Hamiltonian Monte Carlo for efficient Gaussian sampling: long and random steps
This provides a more efficient method for sampling in machine learning and statistics, addressing a known bottleneck in computational tasks like Bayesian inference, though it is incremental as it builds on existing HMC techniques.
The paper tackles the problem of efficiently sampling from high-dimensional Gaussian distributions using Hamiltonian Monte Carlo (HMC), showing that it can achieve an ε-close sample with Õ(√κ d^{1/4} log(1/ε)) gradient queries by using long and random integration times, improving over lower bounds for fixed integration times.
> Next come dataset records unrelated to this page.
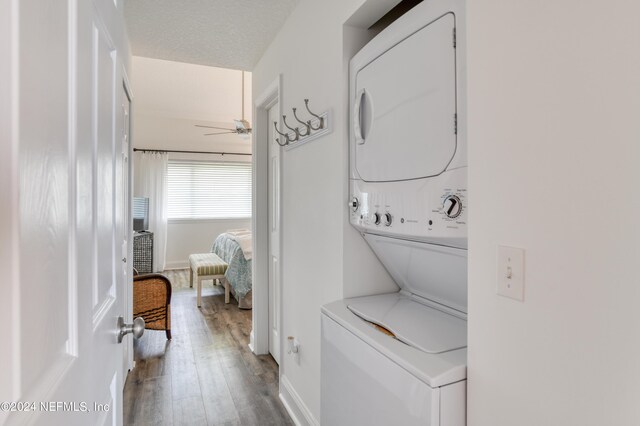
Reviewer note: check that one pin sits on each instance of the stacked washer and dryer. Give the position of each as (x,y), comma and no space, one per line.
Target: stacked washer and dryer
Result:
(400,358)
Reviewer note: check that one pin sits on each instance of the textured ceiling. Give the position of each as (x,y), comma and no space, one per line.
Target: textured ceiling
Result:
(221,33)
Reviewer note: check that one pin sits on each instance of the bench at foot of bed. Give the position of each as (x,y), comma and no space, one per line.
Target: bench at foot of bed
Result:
(208,266)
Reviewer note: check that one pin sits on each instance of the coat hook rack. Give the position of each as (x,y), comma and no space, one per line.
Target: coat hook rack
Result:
(286,135)
(317,126)
(320,119)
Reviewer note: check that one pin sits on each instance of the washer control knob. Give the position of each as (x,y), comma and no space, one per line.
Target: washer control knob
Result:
(452,206)
(354,204)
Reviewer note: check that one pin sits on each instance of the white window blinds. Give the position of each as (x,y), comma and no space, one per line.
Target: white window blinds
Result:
(208,190)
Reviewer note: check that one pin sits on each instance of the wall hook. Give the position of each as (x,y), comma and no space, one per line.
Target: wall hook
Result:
(307,124)
(320,119)
(296,131)
(286,135)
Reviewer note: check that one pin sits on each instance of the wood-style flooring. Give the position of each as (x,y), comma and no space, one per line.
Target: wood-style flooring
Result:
(206,375)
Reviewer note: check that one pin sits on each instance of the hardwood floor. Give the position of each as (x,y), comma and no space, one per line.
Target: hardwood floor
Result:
(206,375)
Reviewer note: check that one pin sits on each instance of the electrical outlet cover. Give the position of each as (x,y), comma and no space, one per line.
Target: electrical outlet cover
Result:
(510,273)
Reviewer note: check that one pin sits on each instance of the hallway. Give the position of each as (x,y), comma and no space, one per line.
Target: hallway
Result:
(207,374)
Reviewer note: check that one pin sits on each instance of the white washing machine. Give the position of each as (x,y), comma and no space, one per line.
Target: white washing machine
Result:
(400,358)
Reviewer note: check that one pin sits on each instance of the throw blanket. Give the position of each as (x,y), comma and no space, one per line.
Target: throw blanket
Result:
(239,271)
(243,237)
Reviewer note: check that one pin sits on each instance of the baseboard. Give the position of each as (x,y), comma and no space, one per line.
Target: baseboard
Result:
(298,411)
(251,346)
(176,264)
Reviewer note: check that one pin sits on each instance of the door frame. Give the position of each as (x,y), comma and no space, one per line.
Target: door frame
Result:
(128,290)
(259,337)
(9,174)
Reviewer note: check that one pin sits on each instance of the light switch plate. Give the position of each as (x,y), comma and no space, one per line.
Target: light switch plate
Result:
(511,272)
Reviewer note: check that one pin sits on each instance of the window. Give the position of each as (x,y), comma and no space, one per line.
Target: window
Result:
(208,190)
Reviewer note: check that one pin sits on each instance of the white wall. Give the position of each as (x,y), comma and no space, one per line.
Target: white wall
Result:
(322,256)
(554,165)
(169,99)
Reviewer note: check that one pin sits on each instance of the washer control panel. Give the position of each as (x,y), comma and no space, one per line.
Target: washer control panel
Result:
(433,209)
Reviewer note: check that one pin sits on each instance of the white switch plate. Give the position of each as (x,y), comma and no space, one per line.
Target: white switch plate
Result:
(511,272)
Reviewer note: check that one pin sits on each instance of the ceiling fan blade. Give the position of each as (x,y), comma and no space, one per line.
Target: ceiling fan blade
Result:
(220,133)
(213,127)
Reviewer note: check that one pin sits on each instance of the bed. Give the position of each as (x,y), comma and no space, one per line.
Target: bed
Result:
(234,247)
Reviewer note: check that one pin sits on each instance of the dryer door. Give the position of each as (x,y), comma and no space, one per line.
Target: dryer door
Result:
(405,105)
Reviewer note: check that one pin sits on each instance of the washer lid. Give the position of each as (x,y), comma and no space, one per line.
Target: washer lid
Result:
(430,271)
(413,323)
Hamiltonian Monte Carlo (HMC) is a Markov chain algorithm for sampling from a high-dimensional distribution with density $e^{-f(x)}$, given access to the gradient of $f$. A particular case of interest is that of a $d$-dimensional Gaussian distribution with covariance matrix $Σ$, in which case $f(x) = x^\top Σ^{-1} x$. We show that HMC can sample from a distribution that is $\varepsilon$-close in total variation distance using $\widetilde{O}(\sqrtκ d^{1/4} \log(1/\varepsilon))$ gradient queries, where $κ$ is the condition number of $Σ$. Our algorithm uses long and random integration times for the Hamiltonian dynamics. This contrasts with (and was motivated by) recent results that give an $\widetildeΩ(κd^{1/2})$ query lower bound for HMC with fixed integration times, even for the Gaussian case.